Cale, sin embargo, no estaba aquella noche muy receptivo a los consuelos de la filosofía. Los recuerdos lo habían llevado al lecho de Arbell, un lugar que le parecía que había quedado varios siglos atrás. Ella estaba a su lado, adormecida, respirando con suavidad y emitiendo de vez en cuando un sonido de placer. Por algún motivo él no lograba dormir aquella noche, pues con la blandura de los tiempos lo había abandonado aquella facilidad para dormirse y despertarse en un santiamén que tenía antes. Varias velas ardían al otro lado del dormitorio, y a su tenue y cálida luz se levantó para servirse algo de beber. Al hacerlo, apoyando la espalda contra la pared, vio su rostro dormido. Cale odiaba los rostros de los hombres cuando dormían, el ruido que hacían, el olor, todo lo que los envolvía cuando dormían alrededor de él. Pero la luz de las velas no le hacía daño al rostro de ella: ni a la nariz ligeramente larga (otra más pequeña habría dejado su rostro tan banal como el de una muñeca), ni a los labios mucho más gruesos de lo que tendrían que ser (pero que en su rostro resultaban perfectos). ¿Cómo era posible que estuviera él allí? ¿Cómo podía haber ocurrido tal cosa? Una repentina ráfaga de felicidad le invadió el pecho, una comprensión de lo maravilloso, de todas las infinitas posibilidades de la vida. Despacio, con cuidado, se acercó a la cama y descubrió la sábana que la tapaba. Aquel esbelto cuerpo estaba tendido desnudo, delante de él, con la leve barriga, con aquel poquito de grasa de bebé, con aquellos pechos pequeños (¿cómo podía existir algo tan bello?), con aquellas piernas largas, con aquellos dedos de los pies, algo retacones. La miró de arriba abajo, admirado, y después, casi en contra de su voluntad, contempló el vello oscuro y escondido entre las piernas, en un rincón que le cortaba el aliento. ¿Cómo podría el paraíso ser mejor que aquel aturdimiento de piel suavemente plegada?

—¿Qué hacéis?

Arbell no se había movido. Tan sólo había abierto los ojos, despertando de repente. Si él hubiera estado contemplando su rostro, como hacía la mayor parte del tiempo, o hubiera tenido el cuerpo vuelto hacia ella, Arbell habría visto la ternura en sus ojos. Pero entonces volvió a taparse, y esa simple acción fue como una regañina, acompañada por una expresión de disgusto del hermoso rostro.

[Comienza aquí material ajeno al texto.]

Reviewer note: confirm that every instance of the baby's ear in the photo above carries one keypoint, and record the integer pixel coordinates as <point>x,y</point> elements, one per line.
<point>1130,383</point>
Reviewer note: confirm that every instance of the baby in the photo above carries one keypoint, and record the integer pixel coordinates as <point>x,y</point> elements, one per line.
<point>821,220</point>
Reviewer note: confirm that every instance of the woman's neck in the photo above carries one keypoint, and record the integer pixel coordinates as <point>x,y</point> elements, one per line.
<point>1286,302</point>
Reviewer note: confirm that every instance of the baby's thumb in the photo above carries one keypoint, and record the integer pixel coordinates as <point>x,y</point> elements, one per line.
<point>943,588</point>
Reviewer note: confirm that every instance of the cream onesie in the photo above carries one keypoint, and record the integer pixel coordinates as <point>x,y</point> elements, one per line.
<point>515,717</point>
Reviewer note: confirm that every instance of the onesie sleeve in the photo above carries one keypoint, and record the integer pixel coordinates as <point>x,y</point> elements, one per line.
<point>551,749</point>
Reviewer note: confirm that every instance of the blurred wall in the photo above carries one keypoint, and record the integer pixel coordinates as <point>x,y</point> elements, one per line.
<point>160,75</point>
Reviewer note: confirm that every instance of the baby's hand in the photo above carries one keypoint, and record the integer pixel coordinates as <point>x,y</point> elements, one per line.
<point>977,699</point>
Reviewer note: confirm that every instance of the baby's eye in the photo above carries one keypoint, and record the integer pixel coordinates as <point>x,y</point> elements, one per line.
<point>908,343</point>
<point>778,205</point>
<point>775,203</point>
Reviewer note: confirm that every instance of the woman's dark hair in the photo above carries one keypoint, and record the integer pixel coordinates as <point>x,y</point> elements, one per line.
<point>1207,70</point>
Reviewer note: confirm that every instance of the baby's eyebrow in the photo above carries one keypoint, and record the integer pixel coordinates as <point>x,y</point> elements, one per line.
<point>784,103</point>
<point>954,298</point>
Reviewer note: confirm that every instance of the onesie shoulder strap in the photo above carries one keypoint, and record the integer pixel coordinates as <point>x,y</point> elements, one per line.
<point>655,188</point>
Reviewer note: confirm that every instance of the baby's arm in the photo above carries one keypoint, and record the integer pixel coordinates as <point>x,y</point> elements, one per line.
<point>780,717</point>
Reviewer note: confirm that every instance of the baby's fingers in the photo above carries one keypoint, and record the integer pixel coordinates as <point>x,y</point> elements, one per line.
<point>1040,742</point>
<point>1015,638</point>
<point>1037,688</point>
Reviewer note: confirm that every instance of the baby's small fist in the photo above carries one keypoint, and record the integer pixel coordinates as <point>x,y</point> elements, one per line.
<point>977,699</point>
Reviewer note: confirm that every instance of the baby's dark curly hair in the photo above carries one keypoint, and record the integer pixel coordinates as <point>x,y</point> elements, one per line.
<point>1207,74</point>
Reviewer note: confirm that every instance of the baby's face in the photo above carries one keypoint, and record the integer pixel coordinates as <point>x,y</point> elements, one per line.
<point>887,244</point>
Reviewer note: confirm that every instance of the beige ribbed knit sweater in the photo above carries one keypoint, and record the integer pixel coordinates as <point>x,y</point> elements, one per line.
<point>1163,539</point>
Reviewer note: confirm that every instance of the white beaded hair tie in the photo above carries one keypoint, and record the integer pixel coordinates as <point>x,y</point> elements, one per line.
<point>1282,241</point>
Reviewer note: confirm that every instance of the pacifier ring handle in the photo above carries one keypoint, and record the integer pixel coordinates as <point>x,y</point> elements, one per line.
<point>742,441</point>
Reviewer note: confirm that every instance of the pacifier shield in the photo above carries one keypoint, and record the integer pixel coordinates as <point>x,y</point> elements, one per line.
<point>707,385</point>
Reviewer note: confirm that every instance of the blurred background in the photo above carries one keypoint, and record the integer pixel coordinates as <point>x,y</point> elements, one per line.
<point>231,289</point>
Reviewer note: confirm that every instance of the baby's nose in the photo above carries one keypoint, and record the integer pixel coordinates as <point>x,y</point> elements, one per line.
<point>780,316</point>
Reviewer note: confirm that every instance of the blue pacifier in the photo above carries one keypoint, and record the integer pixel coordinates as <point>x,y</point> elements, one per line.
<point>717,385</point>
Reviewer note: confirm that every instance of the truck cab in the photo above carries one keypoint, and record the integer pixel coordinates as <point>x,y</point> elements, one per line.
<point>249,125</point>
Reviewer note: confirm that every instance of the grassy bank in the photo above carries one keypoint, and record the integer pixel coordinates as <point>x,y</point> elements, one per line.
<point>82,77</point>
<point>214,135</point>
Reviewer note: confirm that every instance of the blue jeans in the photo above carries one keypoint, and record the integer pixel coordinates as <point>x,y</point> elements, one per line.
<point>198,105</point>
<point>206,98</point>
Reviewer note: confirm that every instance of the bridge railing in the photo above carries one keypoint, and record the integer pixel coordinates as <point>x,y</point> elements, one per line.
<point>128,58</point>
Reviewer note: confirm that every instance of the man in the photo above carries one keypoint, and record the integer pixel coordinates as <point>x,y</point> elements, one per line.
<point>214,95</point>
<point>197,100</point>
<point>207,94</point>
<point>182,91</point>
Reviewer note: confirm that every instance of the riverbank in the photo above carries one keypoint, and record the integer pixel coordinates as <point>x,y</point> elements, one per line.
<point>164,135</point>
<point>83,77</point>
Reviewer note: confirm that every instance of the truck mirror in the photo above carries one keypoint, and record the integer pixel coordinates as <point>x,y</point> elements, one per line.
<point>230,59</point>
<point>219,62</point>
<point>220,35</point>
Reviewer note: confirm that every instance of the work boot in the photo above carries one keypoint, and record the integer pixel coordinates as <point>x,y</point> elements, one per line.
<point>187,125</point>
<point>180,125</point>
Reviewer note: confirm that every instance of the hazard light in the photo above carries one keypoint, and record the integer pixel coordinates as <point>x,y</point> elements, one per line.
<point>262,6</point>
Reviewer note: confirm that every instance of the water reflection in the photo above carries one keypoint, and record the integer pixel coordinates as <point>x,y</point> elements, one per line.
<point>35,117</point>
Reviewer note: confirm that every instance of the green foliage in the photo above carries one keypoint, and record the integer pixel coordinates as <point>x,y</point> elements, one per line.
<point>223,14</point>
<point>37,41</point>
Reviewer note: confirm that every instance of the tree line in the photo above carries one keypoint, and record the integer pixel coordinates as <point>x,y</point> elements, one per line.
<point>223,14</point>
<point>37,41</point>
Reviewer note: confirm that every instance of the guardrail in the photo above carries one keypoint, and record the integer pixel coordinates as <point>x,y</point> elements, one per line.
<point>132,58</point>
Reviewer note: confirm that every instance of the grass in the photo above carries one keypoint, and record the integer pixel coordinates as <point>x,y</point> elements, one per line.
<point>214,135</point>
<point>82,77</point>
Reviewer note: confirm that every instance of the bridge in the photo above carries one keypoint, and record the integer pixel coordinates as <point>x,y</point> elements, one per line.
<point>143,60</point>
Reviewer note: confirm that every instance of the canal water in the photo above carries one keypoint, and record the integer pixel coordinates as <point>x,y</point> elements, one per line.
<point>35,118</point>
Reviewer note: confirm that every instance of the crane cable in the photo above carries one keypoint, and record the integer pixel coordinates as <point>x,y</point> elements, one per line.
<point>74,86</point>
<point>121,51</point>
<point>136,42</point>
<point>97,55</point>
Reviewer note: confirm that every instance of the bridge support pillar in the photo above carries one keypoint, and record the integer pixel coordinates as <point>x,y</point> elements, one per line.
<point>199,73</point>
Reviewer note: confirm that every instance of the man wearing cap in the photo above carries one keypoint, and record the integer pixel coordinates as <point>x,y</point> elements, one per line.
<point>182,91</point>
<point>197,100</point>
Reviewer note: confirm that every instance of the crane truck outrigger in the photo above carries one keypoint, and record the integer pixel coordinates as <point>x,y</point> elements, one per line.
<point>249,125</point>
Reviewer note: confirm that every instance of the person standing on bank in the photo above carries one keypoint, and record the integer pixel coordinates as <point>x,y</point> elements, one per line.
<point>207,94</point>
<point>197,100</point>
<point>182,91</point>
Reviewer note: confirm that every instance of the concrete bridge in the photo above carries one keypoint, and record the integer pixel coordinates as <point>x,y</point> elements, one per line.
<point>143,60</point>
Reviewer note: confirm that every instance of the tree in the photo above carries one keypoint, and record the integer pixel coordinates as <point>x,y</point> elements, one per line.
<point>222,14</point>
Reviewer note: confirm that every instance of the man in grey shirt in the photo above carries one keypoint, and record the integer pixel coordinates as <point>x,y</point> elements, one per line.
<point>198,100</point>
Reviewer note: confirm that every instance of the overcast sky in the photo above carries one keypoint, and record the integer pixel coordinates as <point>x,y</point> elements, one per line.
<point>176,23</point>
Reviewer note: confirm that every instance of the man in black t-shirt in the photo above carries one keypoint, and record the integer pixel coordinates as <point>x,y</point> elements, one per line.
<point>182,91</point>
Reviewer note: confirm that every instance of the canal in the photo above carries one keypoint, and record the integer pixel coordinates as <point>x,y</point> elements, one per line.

—Me siento expuesta —dijo ella, temblando de una manera que a él le resultó incomprensible. Cale comenzó a hablar, a explicarse.

—No. Marchaos, por favor.

Y eso hizo Cale. Con un poco de suerte, la humillación de aquella noche podría no haber tenido lugar: él podría haber conciliado el sueño con más facilidad, o ella podría haber seguido dormida, y todo habría ido bien y como tenía que ir.